Among organisations with ‘fairly’ or ‘very difficult’ recruitment issues, increasing advertisement of open roles was the most used recruitment tactic, with 64% updating promotional material, and 63% making changes to their websites to improve visibility around vacancies. Improving basic pay was also common among organisations struggling to recruit, used in 48% of these cases, while non-pay benefits were improved at 47% of these organisations.To improve their chances of recruiting suitable candidates, slightly more organisations are offering signing-on bonuses, showing at 16%, up from 15% last year. Most of these organisations (80%) only offer these for hard-to-recruit roles.

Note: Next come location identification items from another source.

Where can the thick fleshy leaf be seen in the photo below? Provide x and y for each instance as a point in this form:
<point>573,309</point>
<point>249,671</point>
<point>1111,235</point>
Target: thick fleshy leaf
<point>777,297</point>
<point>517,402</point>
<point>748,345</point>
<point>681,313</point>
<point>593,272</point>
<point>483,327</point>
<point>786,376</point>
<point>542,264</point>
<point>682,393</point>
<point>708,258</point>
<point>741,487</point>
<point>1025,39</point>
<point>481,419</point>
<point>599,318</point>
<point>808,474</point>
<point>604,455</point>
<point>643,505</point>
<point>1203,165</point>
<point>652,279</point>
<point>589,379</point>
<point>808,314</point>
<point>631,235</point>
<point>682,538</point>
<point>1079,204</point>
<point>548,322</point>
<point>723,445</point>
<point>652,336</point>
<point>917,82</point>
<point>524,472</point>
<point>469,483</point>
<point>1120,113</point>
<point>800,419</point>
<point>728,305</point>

Retention issues have also been easing, to a greater extent than recruitment. Over half (54%) of respondents reported that retention was ‘not a problem’ within their organisation, a considerable rise from last year’s survey where 38% reported this. The proportion of employers finding retention ‘fairly difficult’ dropped from 58% in 2023 to 45% in 2024. And the proportion of employers reporting that retention is ‘very difficult’ dropped from 4% to 1%, with just one private services firm reporting considerable retention issues. Among the organisations finding retention either ‘fairly’ or ‘very difficult’, the most common reason cited (in 38% of cases) was that competitors were offering higher salaries, making it harder to retain talent. In terms of the type of roles that employers found hard to retain, traditional groups like engineers were prominent. But employers also reported that hourly-paid retail staff and mid-level office staff were also among the hardest groups to retain. As fewer employers are struggling to retain staff, fewer are putting in place measures to improve retention. Just under a quarter of organisations (23%) have improved pay packages in response to retention problems, compared to 53% last year. The proportion of organisations offering new benefit packages has halved from 42% last year to 21% this year.